Attorney General Holder Proposes Drug Policy Reforms to Address Overcrowded Prisons

Drug War Legislation

U.S. Attorney General Eric Holder has presided over a series of proposals that could potentially direct federal resources to more effective rehabilitation and less overcrowding

In an attempt to remedy our overcrowded federal prison system, U.S. Attorney General Eric Holder has outlined a drug policy reform that would reduce the number of sentences for lesser drug-related offences. A series of proposed changes, according to Holder, will direct federal resources to more effective methods of rehabilitation and address the issue of overcrowded federal prisons, which are currently operating at 40% above capacity.

Holder will give his speech to the American Bar Association in San Francisco today where he will claim that “a vicious cycle of poverty, criminality, and incarceration traps too many Americans and weakens too many communities.
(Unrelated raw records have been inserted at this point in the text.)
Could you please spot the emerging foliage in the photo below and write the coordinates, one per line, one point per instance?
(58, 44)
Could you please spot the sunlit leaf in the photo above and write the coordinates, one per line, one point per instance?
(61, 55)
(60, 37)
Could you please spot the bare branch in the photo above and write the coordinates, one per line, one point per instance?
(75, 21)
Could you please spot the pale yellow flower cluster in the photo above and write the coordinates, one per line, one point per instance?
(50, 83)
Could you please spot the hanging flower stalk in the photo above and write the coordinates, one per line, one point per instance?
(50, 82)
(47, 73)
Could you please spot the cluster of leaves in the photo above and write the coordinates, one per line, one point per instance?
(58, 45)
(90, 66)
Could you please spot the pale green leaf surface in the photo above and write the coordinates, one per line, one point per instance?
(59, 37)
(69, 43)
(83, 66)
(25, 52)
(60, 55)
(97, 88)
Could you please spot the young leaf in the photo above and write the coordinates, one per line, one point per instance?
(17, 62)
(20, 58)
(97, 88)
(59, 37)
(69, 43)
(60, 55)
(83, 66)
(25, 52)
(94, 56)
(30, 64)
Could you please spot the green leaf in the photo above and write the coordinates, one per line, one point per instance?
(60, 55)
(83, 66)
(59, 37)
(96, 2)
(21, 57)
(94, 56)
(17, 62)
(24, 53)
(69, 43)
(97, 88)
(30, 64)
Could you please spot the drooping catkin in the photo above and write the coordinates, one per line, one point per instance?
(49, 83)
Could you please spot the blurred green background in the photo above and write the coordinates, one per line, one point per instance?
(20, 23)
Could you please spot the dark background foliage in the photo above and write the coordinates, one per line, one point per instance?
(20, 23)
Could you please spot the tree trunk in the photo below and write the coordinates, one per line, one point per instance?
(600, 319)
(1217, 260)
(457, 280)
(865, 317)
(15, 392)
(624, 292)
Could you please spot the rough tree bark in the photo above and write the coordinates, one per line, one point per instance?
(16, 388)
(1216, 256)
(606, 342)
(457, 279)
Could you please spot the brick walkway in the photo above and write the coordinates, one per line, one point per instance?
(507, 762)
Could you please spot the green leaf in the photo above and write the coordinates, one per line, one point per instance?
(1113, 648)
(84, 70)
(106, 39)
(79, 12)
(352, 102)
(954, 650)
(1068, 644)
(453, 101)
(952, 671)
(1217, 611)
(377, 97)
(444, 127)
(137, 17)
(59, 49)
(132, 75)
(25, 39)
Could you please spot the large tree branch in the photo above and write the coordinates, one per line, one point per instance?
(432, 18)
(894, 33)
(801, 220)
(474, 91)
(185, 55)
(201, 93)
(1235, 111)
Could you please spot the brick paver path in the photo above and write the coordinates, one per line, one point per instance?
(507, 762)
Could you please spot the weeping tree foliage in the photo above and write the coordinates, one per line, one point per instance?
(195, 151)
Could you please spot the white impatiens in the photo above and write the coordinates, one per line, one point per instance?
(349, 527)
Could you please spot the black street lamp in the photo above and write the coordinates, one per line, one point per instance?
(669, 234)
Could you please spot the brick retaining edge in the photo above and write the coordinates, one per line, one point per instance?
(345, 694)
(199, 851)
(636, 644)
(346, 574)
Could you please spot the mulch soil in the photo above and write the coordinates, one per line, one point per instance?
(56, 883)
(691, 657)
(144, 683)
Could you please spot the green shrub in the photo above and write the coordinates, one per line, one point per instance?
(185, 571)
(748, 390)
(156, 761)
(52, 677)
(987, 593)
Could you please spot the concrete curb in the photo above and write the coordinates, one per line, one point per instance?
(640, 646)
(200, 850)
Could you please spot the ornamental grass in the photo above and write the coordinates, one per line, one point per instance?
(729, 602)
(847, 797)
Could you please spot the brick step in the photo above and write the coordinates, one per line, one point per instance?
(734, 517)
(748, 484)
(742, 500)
However, many aspects of our criminal justice system may actually exacerbate this problem, rather than alleviate it.”

In his speech, Holder will suggest several federal reforms in what he calls the “Smart On Crime” initiative. These changes include: prosecution of minor drug offences at the state level; early release of elderly inmates serving minor drug sentences; and individualized prison terms determined by a judge as opposed to mandatory minimum sentences for drug-related crimes. Holder says, “By targeting the most serious offenses, prosecuting the most dangerous criminals, directing assistance to crime ‘hot spots’ and pursuing new ways to promote public safety, deterrence, efficiency and fairness, we can become both smarter and tougher on crime.”

These new approaches are both refreshing and productive as we consider the failure of our drug war and its unrealistic tactics in combating drug abuse. It appears that sensible solutions to drug abuse and crime are finally underway as Holder says, “We need to ensure that incarceration is used to punish, deter and rehabilitate — not merely to convict, warehouse and forget.”